Im ersten Quartal 2024 absolvierte die Bundeswehr insgesamt 2.013 Besuche an Schulen in ganz Deutschland. Bayern verzeichnete mit 562 Einsätzen die höchste Zahl, gefolgt von Nordrhein-Westfalen mit 291. Niedersachsen und Baden-Württemberg registrierten 269 bzw. 219 Besuche.
Der Trend nimmt seit Jahren deutlich zu. Allein 2023 gab es in Bayern über 1.100 Schulbesuche durch die Bundeswehr. Zwar ist es der Truppe gesetzlich erlaubt, mit Schülerinnen und Schülern in Kontakt zu treten, eine aktive Anwerbung von Minderjährigen bleibt ihr jedoch verboten.
Nicole Gohlke, bildungspolitische Sprecherin der Linken, verurteilte die steigende Zahl der Besuche scharf. Uniformierte Jugendoffiziere und Berufsberater an Schulen dienten ihrer Ansicht nach einer gezielten Strategie, um junge Menschen an militärische Strukturen zu gewöhnen. Parallel dazu führte die Bundeswehr im selben Zeitraum auch 20 Besuche an Hochschulen im gesamten Bundesgebiet durch.
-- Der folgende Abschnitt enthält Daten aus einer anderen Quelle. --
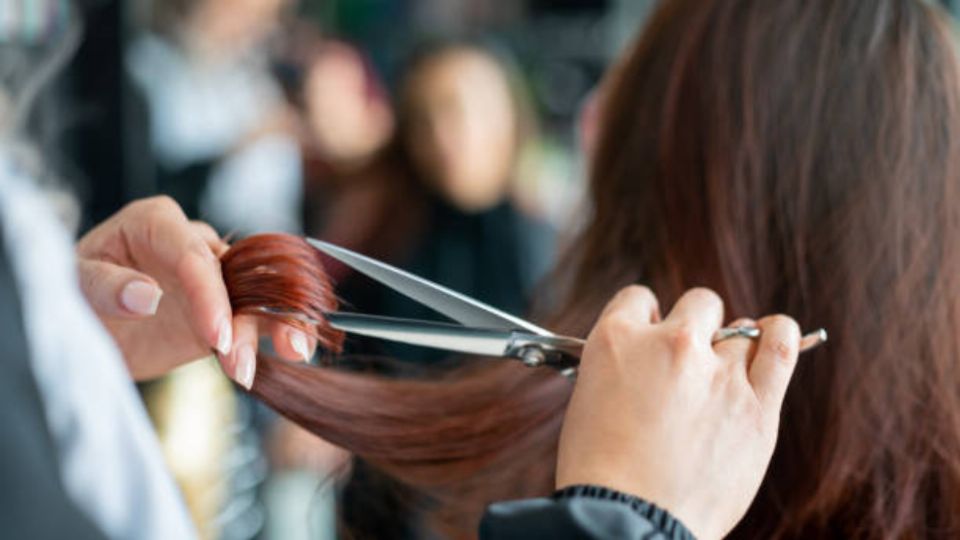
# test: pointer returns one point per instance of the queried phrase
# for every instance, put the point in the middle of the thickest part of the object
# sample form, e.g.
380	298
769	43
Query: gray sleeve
581	512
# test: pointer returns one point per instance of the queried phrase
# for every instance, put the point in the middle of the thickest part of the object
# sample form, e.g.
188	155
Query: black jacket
581	512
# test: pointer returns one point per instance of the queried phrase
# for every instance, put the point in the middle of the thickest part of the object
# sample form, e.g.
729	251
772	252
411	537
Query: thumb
118	291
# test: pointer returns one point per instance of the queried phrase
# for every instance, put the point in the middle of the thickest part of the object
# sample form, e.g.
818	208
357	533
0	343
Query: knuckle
681	338
617	325
705	295
780	349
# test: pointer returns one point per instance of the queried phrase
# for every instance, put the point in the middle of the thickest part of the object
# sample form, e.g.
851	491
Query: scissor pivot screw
533	357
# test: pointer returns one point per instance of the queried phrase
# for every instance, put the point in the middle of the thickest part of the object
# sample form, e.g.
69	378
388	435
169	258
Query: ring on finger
729	332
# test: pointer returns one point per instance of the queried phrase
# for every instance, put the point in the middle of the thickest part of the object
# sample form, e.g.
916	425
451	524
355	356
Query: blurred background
449	137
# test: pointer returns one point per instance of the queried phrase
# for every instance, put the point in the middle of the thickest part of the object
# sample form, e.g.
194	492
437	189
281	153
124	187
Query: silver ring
749	332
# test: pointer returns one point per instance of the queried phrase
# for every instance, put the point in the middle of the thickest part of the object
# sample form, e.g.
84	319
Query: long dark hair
796	156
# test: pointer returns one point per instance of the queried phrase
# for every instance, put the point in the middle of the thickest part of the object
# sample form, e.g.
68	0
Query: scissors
482	330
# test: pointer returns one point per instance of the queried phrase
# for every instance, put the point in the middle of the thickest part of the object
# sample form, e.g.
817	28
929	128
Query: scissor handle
559	352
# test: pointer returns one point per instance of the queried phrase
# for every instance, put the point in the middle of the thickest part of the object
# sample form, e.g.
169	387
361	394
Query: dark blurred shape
462	122
220	136
103	141
569	6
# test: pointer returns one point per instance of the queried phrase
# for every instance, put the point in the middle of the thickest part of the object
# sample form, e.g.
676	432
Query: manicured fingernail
141	297
298	342
225	337
246	366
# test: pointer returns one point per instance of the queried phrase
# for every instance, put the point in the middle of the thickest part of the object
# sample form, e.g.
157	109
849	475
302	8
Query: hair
797	156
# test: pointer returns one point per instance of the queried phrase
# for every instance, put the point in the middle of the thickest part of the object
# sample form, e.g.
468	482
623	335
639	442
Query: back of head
794	155
801	156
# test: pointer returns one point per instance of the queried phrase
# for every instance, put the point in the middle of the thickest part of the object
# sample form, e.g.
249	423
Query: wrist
666	522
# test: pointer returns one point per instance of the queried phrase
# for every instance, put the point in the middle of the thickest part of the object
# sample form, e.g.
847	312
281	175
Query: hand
153	277
660	413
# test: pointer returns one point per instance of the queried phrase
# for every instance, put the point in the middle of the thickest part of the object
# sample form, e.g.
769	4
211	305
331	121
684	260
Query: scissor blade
458	307
448	337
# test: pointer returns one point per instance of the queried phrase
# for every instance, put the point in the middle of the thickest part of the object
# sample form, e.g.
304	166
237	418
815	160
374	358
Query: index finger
158	229
776	358
701	310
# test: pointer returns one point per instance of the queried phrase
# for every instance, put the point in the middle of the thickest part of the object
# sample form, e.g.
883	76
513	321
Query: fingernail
246	366
141	297
298	342
225	337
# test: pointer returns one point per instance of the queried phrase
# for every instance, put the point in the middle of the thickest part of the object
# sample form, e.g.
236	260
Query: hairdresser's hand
154	279
660	413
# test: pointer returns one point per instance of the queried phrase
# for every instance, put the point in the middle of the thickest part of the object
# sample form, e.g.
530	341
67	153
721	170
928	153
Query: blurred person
799	155
462	124
225	149
222	137
357	194
139	295
143	293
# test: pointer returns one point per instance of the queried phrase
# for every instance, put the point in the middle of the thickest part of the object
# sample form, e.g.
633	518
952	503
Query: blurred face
463	128
350	120
226	26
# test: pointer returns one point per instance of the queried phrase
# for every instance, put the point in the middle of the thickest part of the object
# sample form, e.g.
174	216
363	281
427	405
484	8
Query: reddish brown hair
796	156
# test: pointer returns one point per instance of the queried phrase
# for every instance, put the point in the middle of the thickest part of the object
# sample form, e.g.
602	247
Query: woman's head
802	156
461	122
797	156
346	108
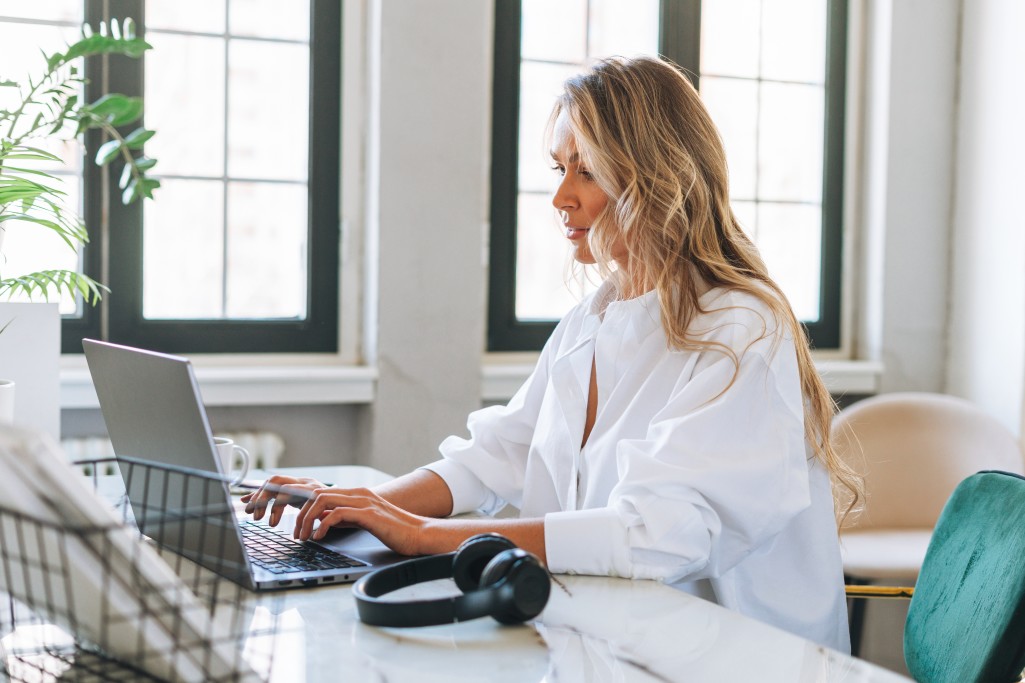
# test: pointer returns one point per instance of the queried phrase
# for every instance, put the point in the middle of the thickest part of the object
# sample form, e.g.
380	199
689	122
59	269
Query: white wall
986	362
428	149
907	174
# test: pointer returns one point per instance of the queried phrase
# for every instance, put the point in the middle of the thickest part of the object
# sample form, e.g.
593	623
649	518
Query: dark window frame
680	41
115	252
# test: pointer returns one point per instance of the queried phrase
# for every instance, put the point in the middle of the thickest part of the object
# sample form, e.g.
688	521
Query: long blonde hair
648	141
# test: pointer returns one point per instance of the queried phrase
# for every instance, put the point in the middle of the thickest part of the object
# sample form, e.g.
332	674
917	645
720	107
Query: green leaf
145	163
108	152
45	281
131	192
136	138
125	176
115	109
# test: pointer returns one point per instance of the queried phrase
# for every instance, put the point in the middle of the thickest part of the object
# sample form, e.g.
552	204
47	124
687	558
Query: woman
674	427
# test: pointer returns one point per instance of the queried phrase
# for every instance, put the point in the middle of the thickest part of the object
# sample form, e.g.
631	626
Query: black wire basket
112	601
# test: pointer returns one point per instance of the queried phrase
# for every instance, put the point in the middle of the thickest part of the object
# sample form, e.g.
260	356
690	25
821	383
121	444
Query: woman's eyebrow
574	158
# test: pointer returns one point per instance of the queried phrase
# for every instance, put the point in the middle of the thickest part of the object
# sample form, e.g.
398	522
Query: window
771	74
239	250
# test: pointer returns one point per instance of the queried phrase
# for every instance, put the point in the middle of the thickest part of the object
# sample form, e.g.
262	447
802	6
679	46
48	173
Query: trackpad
361	545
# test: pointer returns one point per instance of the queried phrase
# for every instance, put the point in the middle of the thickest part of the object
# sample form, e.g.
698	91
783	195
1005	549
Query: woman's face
578	198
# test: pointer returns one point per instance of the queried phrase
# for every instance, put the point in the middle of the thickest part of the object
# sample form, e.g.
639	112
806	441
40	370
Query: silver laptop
155	415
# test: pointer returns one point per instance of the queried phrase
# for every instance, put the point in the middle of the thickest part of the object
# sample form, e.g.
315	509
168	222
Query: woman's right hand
278	491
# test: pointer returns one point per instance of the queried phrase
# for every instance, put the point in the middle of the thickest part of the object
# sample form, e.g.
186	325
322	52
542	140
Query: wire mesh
159	593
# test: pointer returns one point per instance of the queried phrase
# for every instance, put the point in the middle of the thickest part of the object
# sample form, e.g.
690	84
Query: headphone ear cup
474	556
522	583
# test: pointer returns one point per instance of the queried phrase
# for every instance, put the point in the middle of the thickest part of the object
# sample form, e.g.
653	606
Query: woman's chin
582	254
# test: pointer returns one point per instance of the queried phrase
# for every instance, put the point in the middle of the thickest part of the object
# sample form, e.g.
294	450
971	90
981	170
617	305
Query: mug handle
237	449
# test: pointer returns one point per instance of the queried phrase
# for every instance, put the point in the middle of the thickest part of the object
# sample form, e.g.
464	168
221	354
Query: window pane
269	110
746	213
790	240
547	282
270	18
267	250
793	46
183	250
46	10
731	37
734	107
185	104
790	141
555	31
249	121
193	15
623	28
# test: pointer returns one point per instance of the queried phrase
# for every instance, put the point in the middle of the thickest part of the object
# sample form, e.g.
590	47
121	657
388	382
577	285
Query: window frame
680	41
115	252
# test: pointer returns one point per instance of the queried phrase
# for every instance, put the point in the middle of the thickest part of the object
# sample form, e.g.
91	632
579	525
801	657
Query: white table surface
593	629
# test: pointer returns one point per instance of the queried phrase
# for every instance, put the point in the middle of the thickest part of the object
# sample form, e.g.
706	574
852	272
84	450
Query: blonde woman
674	428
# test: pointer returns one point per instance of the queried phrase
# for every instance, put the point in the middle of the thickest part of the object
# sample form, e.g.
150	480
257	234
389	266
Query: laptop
155	415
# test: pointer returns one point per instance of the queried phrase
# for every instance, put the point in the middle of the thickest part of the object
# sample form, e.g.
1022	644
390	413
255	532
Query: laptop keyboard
277	552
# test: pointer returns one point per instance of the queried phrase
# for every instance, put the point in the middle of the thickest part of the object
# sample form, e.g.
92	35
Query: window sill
503	373
254	384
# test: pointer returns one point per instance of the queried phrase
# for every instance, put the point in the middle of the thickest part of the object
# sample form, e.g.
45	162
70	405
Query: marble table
593	629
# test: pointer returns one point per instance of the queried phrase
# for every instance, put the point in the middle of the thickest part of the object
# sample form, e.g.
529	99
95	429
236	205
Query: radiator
265	448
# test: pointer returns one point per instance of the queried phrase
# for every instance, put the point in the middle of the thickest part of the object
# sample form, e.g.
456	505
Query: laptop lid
153	409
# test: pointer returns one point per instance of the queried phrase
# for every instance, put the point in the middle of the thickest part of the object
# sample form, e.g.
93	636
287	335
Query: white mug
227	451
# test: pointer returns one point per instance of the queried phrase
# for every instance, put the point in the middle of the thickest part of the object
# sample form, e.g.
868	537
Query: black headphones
496	578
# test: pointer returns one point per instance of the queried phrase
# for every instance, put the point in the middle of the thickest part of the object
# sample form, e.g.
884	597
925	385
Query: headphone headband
510	585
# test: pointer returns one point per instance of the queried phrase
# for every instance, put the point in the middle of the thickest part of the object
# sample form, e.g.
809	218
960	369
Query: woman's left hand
400	530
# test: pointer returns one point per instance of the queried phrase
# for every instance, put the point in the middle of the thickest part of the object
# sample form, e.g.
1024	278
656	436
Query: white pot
6	402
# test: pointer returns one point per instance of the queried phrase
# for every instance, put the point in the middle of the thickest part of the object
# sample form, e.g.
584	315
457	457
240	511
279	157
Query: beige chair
913	449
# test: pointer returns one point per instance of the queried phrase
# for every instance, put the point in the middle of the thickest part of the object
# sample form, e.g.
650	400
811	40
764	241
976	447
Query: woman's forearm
420	491
424	493
445	535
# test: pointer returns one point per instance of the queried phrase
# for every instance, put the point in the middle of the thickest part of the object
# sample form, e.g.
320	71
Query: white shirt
685	478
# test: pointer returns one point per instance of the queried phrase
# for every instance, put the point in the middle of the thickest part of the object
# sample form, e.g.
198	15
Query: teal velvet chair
966	623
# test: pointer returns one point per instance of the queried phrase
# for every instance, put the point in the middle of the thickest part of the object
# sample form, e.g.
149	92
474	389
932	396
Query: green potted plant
49	106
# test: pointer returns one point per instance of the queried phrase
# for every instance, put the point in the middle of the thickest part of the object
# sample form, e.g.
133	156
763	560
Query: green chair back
966	623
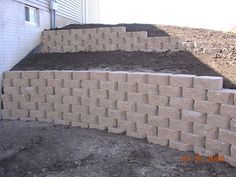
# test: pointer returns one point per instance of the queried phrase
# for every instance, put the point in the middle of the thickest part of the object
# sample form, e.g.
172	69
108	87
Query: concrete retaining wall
105	39
184	112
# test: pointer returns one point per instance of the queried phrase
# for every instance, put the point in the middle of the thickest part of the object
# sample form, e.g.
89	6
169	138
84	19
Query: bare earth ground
32	149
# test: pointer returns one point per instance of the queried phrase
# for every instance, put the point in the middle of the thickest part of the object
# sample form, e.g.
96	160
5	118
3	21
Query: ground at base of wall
32	149
178	62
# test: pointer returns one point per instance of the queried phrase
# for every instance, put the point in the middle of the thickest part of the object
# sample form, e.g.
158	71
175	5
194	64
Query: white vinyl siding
72	9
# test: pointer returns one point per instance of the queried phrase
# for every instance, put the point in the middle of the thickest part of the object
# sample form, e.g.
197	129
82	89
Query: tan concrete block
70	100
37	114
195	140
107	103
126	106
192	116
21	82
20	98
53	115
158	121
80	109
137	97
63	75
6	114
97	111
38	83
208	82
28	90
147	109
10	105
182	80
228	111
47	75
45	106
116	114
157	140
117	76
11	90
7	82
206	107
63	91
46	91
6	98
28	106
61	107
233	125
181	103
205	130
172	113
158	100
180	125
158	78
99	75
12	75
116	95
196	94
54	98
90	84
169	91
233	151
30	75
224	96
137	77
54	82
17	113
108	85
227	136
75	117
80	75
218	121
89	101
78	92
90	119
166	133
217	147
97	93
148	89
180	146
107	122
146	129
127	87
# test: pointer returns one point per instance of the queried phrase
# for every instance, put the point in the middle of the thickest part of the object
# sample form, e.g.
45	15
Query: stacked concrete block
184	112
105	39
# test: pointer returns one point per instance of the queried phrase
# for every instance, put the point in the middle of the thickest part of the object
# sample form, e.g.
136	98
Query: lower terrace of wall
184	112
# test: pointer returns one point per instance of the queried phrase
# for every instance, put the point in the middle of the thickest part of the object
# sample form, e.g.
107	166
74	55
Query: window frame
31	9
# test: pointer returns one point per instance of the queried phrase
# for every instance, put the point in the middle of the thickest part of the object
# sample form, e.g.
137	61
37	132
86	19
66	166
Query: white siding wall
92	11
Die aktuellen Zahlen unterstreichen den kontinuierlichen Anstieg militärischer Präsenz in Bildungseinrichtungen. Da keine Anzeichen für eine Verlangsamung dieses Trends erkennbar sind, bleibt die Praxis weiter umstritten – insbesondere bei politischen Gegnern. Trotz der Beschränkungen bei der direkten Rekrutierung bleiben Schulen ein zentraler Schwerpunkt der Öffentlichkeitsarbeit der Bundeswehr.